A military watchdog says the U.S. Congress should demand more oversight as the Obama administration pushes to allow women into front-line combat.
Elaine Donnelly of the Center for Military Readiness is warning Congress after U.S. Rep. Loretta Sanchez introduced an amendment that would give President Obama more freedom to issue executive orders.
Sanchez's amendment would change the congressional notification rule from 30 "legislative" days to 30 "calendar" days, Donnelly and others are warning.
Approximately100 members of the Military Cultural Coalition have signed a letter sent to the Senate and House armed services committees expressing concerns about oversight.
Donnelly is a spokesperson for the Coalition.
"Plans for implementation are advancing toward a January 2016 deadline, without congressional oversight, even though extensive research and tests since 2012 have yet to produce any findings or empirical data that support the case for women in direct ground combat," the letter states.

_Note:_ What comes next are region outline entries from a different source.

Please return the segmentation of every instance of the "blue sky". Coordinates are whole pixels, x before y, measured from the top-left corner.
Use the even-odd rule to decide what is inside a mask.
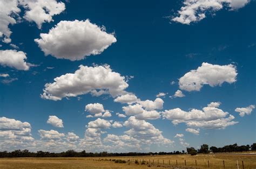
[[[10,1],[16,11],[0,13],[16,20],[7,25],[10,36],[0,27],[1,150],[172,151],[256,141],[255,2],[216,0],[216,6],[196,1],[204,7],[200,11],[179,1],[36,1],[42,16],[29,1]],[[182,6],[197,15],[183,15]],[[192,89],[193,83],[201,86]],[[94,89],[105,93],[93,96]],[[174,96],[178,90],[183,95]],[[165,95],[154,102],[159,93]],[[114,101],[122,96],[132,103]],[[97,103],[104,111],[89,104]],[[129,105],[143,113],[124,111]],[[112,116],[86,117],[93,108]],[[57,117],[46,123],[49,116]]]

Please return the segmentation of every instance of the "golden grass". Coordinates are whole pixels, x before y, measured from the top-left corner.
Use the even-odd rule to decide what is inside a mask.
[[[115,163],[109,159],[122,159],[127,163]],[[135,164],[136,159],[139,165]],[[143,160],[146,161],[145,165],[141,165]],[[2,158],[0,159],[0,168],[173,168],[177,166],[176,160],[178,167],[176,168],[208,168],[208,161],[210,168],[224,168],[223,160],[225,161],[225,168],[237,168],[237,160],[239,168],[242,168],[242,160],[245,168],[256,168],[256,155],[232,154],[199,154],[195,156],[170,155],[107,158]]]

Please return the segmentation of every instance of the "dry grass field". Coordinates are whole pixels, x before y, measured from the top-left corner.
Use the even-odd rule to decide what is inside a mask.
[[[116,163],[112,160],[113,159],[122,159],[126,163]],[[135,163],[136,160],[139,164]],[[255,154],[233,154],[109,158],[2,158],[0,159],[0,168],[208,168],[208,161],[210,168],[224,168],[223,160],[225,168],[237,168],[237,160],[239,168],[242,168],[242,161],[244,168],[256,168]],[[143,160],[145,161],[145,164],[142,164]]]

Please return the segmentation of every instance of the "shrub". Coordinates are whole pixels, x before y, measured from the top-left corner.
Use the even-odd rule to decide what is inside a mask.
[[[126,163],[126,161],[125,160],[116,160],[114,163]]]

The letter, dated May 20, cites a recent British Ministry of Defence report about women in stressful, front-line combat:
The British report stated that deficiencies in strength and endurance lead to "an early onset of fatigue" which leads to "lower survivability in combat," and reduced lethality when "marksmanship degrades as a result of fatigue." Even stronger women, called the "physical elite" are vulnerable to debilitating, sometimes life-long injuries in close combat.

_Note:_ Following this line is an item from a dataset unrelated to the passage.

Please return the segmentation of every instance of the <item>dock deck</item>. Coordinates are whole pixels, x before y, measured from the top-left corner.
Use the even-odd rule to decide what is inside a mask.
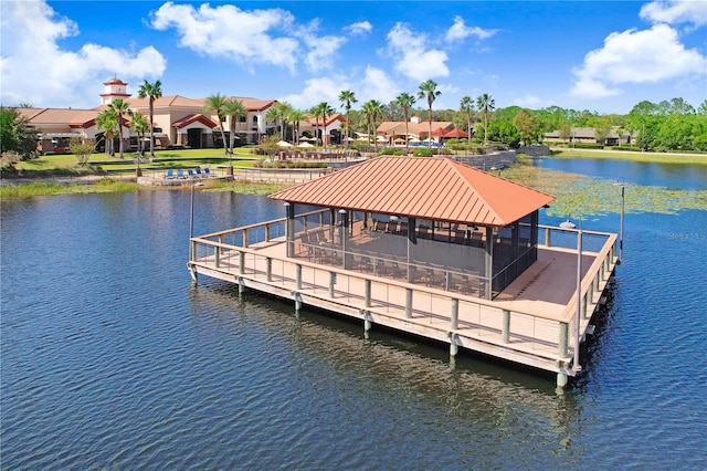
[[[553,371],[560,385],[561,376],[580,369],[573,350],[613,274],[616,236],[582,232],[597,239],[597,249],[582,251],[578,331],[577,249],[550,244],[551,233],[571,242],[578,231],[541,229],[537,261],[492,301],[288,258],[284,219],[192,238],[188,266],[194,280],[211,276],[292,300],[295,308],[312,305],[360,320],[366,329],[378,324],[446,343],[452,355],[462,347]]]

OneNewsNow reported earlier this year that the Obama administration expects women to be in front-line combat units by January 2016.
The military branches, under pressure to comply, must explain to the Pentagon why that demand cannot be met.
With the 2016 deadline looming, Military.com reported in April that 29 female Marines washed out of Infantry Officer School as part of that branch's experiment to ready its female Marines for front-line combat.
The story notes that the female Marines didn't have to meet the same screening process to enroll in the course. But they had to perform to the same standards as male Marines.
Regarding the Sanchez amendment, the Coalition letter says approving it "would essentially surrender the policy-making authority of the legislative branch on a matter of paramount importance."
If Obama issues an executive order that removes the exemptions for ground combat, says Donnelly, the Sanchez amendment would allow that action while Congress is out of town.
"Even though the notification law is still on the books," Donnelly says, "I would not put it past this president to try to ram something through and do it in a way that harms women."
Donnelly says the Sanchez amendment should be taken out of the final Defense Authorization bill by the House-Senate conference committee.
Donnelly has studied the issue of women in combat under President Reagan and later under President H.W. Bush.